Adolfo. Adolfo Zableh. Oriundo de Barranquilla, ciudad de la costa Atlántica colombiana. Hijo primogénito de un total de cinco traídos al mundo por la unión de Adolfo Zableh, prominente empresario, y Estela Durán, catedrática de Universidad. Adolfo. Adolfo Zableh. Tenía tan solo cinco años cuando fue víctima de abuso sexual, 25 cuando a través de una columna confesó lo sucedido, 26 cuando se graduó de Economía de la Pontificia Universidad Javeriana, 30 cuando se consagró como columnista, guionista, colaborador de medios, escritor de renombre. Adolfo. Adolfo Zableh. Hay quienes creen que habla de lo que nadie habla. Maneja un discurso pausado, poco fluido, pero su prosa, su prosa es su redención, su máxima pasión, un medio para comunicar lo que, para él, resulta incomunicable con el habla.
Descubrió su habilidad para la escritura cuando en contraprestación a la ayuda que recibía con las matemáticas, empezó a escribir los ensayos para sus compañeros. La escritura no es solo su oficio, es la forma de explorarse a sí mismo, de enfrentar los miedos, la rabia, la amargura y la inconformidad. Es la manera de expresar un pensamiento siempre activo, siempre al borde del abismo.

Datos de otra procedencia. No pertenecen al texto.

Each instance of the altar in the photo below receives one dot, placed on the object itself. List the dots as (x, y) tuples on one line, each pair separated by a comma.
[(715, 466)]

- El peor miedo que uno puede tener es a uno mismo, enfrentarse, darse la cara. Si esto no ocurre, el alivio será pasajero y la sanación no llegará. Es una lucha continua, solitaria y sin tregua, pero a la vez, plena de descubrimientos y buenos momentos a la que no se le escapa nada.
- ¿Cuándo es que usted entiende que escribir es su vocación?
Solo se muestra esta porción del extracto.